Of course poverty, deprived or violent environments and rising inequality do not explain everything. Some are less affected than others by stressful experiences and are more able to ride the storm or come through unscathed. There are also intergenerational issues. It is hard to be a good parent when as a child one has had little good parenting oneself. Yet poverty and rising inequality and other pressures seem to be taking their toll. If we are to be judgemental I think we should be so about what  is happening in society at the moment. Social services are seeing increasing numbers of referrals, and parents need support and help more than ever. Yet this is a time when services are being cut to the bone, just as austerity measures and the economic situation are biting deeper, making it harder and harder to be an attuned  loving parent. Some evolutionary theorists  [8] have even argued that the propensity for post-natal depression, with its particular hormonal release, is nature’s way of allowing a mother to step back from her bonding with this particular infant at this particular time. There might be good reasons to invest in children only when resources or support systems are better or when there is less danger. This idea is a very challenging one for people working with parents and children and is not an excuse for what we see happening. However we also can be making a point about the kind of society we want to live in and the kind of values we think it should espouse.

 

[1]        G. S. Ashiabi and K. K. O’Neal, ‘Children’s Health Status: Examining the Associations among Income Poverty, Material Hardship, and Parental Factors’, Plos One, vol. 2, no. 9, 2007.

[2]        S. B. Hrdy, Mothers and Others: The Evolutionary Origins of Mutual Understanding: The Origins of Understanding, 1st ed. Harvard University Press, 2009.

[3]        S. B. Hrdy, Mother nature: Natural selection and the female of the species. London: Chatto & Windus, 1999.

[4]        N. Scheper-Hughes, Death without weeping: The violence of everyday life in Brazil.

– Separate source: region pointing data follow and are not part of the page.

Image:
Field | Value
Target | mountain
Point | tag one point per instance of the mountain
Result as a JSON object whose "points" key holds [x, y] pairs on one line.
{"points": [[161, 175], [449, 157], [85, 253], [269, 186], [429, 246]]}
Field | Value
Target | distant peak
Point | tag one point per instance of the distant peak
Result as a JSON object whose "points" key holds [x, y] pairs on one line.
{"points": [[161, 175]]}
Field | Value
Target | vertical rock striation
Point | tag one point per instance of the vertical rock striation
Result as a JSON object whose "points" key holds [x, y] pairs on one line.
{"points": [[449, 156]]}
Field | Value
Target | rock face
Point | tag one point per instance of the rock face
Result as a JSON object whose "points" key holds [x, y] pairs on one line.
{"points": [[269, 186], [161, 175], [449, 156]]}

California: University of California Press, 1992.

[5]        M. I. Wilson, M. Daly, and S. J. Weghorst, ‘Household composition and the risk of child abuse and neglect’, Journal of Biosocial Science, vol. 12, no. 3, pp. 333–340, 2008.

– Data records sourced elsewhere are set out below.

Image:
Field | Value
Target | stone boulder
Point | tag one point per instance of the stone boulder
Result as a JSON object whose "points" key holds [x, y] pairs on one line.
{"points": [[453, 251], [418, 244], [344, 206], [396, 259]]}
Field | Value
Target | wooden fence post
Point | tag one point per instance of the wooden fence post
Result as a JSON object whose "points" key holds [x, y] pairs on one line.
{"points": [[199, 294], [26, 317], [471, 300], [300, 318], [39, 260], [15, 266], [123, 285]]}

[6]        R. Wilkinson and K. Pickett, The Spirit Level: Why More Equal Societies Almost Always Do Better. London: Allen Lane, 2009.

[7]        M. L. Kringelbach, A. Lehtonen, S. Squire, A. G. Harvey, M. G. Craske, I. E. Holliday, A. L. Green, T. Z. Aziz, P. C. Hansen, P. L. Cornelissen, and A. Stein, ‘A Specific and Rapid Neural Signature for Parental Instinct’, PLoS ONE, vol. 3, no. 2, p. e1664, Feb. 2008.

[8]        E. H. Hagen, ‘The functions of postpartum depression’, Evolution and Human Behavior, vol. 20, no. 5, pp. 325–359, 1999.